Unexpected results from nested bool query

Hi, I am trying to get a bool query to return the correct results.

I have this:

"query": {
 "bool": {
  "must": [
   {
    "equals": { "catid": 123 }
   },
   {
    "bool": {
     "should": [
      {
       "bool": {
        "must": [
         {
          "match": { "tags": "red" }
         },
         {
          "equals": { "type": "Car" }
         }
        ]
       }
      },
      {
       "equals": { "type": "Bus" }
      }
     ]
    }
   }
  ]
 }
},

As I understand it, this translates to SQL-like syntax:

WHERE catid=123 AND ((tags LIKE '%red%' AND type='Car') OR type='Bus')

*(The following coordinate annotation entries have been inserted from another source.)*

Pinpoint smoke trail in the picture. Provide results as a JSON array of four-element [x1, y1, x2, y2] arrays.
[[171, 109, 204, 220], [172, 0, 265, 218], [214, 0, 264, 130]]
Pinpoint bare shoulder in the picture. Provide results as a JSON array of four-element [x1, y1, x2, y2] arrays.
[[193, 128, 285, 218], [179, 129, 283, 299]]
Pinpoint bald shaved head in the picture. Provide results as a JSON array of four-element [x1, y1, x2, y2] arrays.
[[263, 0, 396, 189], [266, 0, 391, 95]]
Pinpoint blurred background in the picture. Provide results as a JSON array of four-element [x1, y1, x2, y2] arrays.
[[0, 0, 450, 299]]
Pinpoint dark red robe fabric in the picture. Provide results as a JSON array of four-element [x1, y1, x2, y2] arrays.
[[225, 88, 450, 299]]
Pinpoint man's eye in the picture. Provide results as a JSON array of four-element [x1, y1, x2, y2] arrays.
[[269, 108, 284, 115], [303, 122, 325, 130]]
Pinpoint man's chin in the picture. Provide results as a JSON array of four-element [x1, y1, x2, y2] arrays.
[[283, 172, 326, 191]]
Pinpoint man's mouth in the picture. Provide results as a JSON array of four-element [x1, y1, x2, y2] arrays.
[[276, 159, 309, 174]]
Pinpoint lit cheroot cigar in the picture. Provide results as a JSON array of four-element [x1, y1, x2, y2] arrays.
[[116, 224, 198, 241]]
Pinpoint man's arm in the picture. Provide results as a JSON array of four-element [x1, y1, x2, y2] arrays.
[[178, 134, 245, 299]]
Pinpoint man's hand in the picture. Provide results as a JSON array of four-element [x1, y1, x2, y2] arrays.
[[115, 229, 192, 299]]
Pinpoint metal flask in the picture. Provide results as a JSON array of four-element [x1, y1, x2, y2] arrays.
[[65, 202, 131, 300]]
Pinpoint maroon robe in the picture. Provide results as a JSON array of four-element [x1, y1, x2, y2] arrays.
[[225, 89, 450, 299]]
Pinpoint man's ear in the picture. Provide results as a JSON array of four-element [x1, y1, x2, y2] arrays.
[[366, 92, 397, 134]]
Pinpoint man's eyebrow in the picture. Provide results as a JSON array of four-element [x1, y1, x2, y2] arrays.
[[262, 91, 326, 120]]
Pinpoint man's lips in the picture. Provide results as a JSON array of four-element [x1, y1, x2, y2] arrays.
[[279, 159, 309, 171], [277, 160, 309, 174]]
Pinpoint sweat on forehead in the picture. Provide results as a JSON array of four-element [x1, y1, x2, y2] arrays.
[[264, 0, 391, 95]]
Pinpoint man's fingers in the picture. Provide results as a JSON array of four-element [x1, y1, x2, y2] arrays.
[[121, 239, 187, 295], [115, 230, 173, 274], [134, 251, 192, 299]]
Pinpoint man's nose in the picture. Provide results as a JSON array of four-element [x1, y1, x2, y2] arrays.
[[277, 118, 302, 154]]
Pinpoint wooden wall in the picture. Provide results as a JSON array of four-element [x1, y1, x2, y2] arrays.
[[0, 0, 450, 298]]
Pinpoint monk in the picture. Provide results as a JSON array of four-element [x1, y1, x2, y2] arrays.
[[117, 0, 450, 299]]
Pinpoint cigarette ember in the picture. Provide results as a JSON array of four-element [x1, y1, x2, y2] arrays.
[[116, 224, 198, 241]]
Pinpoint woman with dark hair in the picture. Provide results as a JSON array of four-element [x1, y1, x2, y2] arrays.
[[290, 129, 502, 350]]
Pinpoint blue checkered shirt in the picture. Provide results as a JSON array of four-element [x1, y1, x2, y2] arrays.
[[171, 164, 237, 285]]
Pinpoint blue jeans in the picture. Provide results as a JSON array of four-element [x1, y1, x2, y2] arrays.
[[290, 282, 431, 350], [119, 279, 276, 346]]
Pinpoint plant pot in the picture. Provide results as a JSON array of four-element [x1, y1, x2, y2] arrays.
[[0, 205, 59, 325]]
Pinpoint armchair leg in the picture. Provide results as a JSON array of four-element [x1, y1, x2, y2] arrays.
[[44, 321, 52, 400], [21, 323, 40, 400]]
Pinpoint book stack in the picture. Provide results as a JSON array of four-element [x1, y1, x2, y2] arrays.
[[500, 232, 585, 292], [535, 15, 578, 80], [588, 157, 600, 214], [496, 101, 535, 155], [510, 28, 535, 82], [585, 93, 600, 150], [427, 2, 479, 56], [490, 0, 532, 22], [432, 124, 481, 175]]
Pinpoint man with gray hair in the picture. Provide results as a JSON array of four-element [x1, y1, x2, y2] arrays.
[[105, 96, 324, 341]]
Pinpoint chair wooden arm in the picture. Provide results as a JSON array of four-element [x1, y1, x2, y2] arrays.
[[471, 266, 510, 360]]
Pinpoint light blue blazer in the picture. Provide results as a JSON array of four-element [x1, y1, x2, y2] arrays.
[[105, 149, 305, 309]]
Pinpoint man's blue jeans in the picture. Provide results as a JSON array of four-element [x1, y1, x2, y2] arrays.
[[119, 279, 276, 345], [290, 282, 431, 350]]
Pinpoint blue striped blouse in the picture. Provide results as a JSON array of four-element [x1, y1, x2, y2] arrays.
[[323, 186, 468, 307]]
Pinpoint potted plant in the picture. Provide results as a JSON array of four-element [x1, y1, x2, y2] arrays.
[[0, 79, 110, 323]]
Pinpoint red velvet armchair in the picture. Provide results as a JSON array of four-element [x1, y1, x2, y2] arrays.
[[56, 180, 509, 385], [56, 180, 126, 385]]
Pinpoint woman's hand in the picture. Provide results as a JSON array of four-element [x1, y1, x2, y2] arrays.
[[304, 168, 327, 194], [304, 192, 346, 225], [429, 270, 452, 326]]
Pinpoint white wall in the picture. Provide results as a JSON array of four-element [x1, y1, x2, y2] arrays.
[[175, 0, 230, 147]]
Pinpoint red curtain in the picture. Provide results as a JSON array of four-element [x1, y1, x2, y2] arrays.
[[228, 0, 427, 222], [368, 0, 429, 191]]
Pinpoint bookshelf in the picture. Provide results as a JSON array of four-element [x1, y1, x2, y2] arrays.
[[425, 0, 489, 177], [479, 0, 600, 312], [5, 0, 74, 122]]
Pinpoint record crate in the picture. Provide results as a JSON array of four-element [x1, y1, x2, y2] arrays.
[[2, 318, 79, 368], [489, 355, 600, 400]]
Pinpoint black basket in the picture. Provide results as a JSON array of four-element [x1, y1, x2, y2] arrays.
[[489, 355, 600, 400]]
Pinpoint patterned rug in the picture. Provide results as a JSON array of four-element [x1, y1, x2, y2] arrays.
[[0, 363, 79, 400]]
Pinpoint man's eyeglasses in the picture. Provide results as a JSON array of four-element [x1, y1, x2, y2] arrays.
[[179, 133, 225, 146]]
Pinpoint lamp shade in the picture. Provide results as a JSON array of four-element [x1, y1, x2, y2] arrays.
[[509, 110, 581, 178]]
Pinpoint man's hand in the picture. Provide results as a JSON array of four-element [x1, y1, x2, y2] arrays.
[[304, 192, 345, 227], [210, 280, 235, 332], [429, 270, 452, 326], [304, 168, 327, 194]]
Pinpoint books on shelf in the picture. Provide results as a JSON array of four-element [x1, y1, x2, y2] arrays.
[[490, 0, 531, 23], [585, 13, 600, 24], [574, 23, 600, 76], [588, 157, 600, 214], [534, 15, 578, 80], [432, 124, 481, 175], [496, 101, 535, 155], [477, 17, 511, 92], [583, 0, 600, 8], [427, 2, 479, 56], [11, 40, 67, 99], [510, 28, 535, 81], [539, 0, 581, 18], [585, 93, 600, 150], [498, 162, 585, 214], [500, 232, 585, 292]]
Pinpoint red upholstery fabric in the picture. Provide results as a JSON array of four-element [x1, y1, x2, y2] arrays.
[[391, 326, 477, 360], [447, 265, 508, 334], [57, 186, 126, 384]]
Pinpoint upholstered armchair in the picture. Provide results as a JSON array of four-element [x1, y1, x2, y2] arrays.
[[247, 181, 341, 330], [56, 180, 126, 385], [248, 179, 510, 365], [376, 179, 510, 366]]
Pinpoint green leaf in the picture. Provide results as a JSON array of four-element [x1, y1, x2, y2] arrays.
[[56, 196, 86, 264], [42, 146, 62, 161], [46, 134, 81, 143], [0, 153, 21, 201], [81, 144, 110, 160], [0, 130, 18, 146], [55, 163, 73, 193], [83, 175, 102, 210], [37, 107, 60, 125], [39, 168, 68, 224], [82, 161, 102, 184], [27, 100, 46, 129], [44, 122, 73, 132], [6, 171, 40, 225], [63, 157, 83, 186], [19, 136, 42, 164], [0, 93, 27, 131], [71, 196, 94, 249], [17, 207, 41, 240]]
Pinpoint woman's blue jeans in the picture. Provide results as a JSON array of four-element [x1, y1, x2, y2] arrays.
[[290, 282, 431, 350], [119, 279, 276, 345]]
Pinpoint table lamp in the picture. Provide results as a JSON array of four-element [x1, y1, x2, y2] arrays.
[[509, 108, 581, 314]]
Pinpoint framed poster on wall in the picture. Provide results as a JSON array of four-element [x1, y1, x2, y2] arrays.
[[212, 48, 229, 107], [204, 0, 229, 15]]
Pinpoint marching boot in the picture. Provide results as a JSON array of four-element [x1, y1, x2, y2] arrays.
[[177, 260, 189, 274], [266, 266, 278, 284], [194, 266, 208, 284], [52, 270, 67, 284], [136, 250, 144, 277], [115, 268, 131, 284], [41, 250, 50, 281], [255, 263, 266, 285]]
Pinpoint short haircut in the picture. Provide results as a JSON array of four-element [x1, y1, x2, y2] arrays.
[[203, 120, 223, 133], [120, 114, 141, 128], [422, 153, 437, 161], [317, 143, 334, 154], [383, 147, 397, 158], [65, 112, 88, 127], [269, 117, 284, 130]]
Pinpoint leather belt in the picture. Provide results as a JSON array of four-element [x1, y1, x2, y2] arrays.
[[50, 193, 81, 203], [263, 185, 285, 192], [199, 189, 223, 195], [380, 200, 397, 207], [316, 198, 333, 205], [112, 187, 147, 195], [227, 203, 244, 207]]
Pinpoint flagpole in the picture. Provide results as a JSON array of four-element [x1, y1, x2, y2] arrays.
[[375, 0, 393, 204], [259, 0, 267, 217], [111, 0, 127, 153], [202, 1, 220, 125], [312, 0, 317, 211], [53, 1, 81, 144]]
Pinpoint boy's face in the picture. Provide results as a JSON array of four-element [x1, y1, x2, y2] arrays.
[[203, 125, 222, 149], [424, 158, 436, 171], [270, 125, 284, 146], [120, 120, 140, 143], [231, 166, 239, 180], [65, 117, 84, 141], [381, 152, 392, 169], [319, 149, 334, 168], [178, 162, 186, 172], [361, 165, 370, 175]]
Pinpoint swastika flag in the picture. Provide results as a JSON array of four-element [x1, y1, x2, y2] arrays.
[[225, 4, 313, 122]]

The problem is, the results are not respecting the tags LIKE '%red%' part. I am getting:

catid | type | tags
--------------------------
123   | Bus  | red      // ok
123   | Bus  | yellow   // ok
123   | Car  | green    // should not be getting this result
123   | Car  |          // should not be getting this result
123   | Car  | red      // ok

What am I doing wrong with my JSON?

Any help appreciated.

Hi. Can you please provide the CREATE TABLE used to create the table and the inserts to populate it, so I can reproduce and dig into that?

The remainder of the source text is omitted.